Luella Miller by Mary E. Wilkins Freeman, 1902
The magic trick:
Putting the bulk of the story through the frame of Lydia Anderson’s retelling
I’m embarrassed to admit I can’t quite work out why Freeman frames this story through the memories of Luella Miler’s neighbor, Lydia Anderson. The story is told by a third-person narrator but relies for the bulk of the plot on stories Lydia Anderson told the town about Luella. I suppose this allows a more intimate appraisal of the character and the story from the town’s perspective?

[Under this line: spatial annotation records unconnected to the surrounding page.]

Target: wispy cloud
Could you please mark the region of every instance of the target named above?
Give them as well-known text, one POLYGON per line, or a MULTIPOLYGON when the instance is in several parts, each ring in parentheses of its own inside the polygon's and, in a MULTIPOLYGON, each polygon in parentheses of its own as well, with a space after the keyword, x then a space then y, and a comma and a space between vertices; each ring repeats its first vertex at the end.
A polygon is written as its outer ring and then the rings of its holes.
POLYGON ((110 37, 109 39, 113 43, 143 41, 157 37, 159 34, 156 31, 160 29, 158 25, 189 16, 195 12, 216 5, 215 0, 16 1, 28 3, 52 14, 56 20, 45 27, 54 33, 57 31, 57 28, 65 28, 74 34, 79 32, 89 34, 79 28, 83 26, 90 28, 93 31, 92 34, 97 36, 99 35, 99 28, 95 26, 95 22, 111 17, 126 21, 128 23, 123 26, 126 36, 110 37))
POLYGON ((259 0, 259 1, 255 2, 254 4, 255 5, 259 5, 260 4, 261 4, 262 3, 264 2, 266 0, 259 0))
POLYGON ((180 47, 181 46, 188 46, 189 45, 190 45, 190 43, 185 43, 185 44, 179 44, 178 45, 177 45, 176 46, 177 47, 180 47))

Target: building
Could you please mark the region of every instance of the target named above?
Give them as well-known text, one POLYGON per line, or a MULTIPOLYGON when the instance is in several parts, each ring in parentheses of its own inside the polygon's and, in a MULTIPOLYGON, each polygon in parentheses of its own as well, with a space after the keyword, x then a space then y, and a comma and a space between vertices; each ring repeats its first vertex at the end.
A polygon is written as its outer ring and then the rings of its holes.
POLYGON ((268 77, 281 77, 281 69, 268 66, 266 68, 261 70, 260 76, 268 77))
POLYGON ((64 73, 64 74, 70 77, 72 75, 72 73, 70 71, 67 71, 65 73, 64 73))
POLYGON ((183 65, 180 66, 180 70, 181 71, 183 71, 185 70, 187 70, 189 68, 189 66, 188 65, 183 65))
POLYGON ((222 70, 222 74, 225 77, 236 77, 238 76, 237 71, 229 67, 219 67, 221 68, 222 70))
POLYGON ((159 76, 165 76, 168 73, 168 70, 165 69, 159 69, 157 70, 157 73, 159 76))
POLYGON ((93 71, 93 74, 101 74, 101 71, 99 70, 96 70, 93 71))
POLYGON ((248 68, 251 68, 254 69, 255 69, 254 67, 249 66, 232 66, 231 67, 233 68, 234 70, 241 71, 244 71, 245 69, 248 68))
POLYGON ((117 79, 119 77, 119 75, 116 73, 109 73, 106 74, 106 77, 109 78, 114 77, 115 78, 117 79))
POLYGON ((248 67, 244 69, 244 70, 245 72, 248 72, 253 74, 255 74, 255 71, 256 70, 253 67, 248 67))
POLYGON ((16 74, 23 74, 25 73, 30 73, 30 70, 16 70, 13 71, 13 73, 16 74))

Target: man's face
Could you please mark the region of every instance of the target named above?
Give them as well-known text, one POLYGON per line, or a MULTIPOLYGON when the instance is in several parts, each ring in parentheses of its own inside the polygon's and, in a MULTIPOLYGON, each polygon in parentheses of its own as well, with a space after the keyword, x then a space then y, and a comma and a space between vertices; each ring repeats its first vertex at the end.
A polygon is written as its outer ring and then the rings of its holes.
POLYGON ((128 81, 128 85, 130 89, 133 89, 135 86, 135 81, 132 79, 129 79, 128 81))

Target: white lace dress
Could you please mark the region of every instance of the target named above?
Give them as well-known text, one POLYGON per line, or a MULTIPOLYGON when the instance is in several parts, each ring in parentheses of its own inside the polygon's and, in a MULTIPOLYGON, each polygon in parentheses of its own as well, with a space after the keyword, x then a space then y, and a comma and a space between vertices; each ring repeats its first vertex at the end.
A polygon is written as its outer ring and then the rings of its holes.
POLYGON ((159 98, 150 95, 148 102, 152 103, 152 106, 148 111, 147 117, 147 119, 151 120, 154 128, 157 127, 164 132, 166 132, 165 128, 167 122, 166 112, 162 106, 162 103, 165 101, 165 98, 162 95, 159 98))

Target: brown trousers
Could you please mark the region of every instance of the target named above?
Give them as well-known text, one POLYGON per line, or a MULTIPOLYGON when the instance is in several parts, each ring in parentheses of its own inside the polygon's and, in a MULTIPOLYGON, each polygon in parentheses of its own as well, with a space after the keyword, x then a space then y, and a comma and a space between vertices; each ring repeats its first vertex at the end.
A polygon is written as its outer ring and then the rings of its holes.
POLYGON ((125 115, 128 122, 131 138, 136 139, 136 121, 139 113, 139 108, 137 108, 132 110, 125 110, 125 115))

Maybe, too, it allows the reader to question some of the story’s validity. Notably, Freeman mentions on more than one occasion that, long ago, Erastus Miller had married Luella instead of Lydia. Perhaps that ache is what drivies the dark biography of Luella’s life that Lydia tells. Maybe Lydia, and not Luella, is the evil, tragic figure of the story.
As I said, I’m not sure. I can’t quite figure it out. But I know I like the framing device. I like the layer it brings to the story. And that’s quite a trick on Freeman’s part.
“I found her all dressed up in blue muslin with white polka dots on it, and her hair curled jest as pretty, and there wa’n’t a young girl in the place could compare with her. There was somethin’ about Luella Miller seemed to draw the heart right out of you, but she didn’t draw it out of me.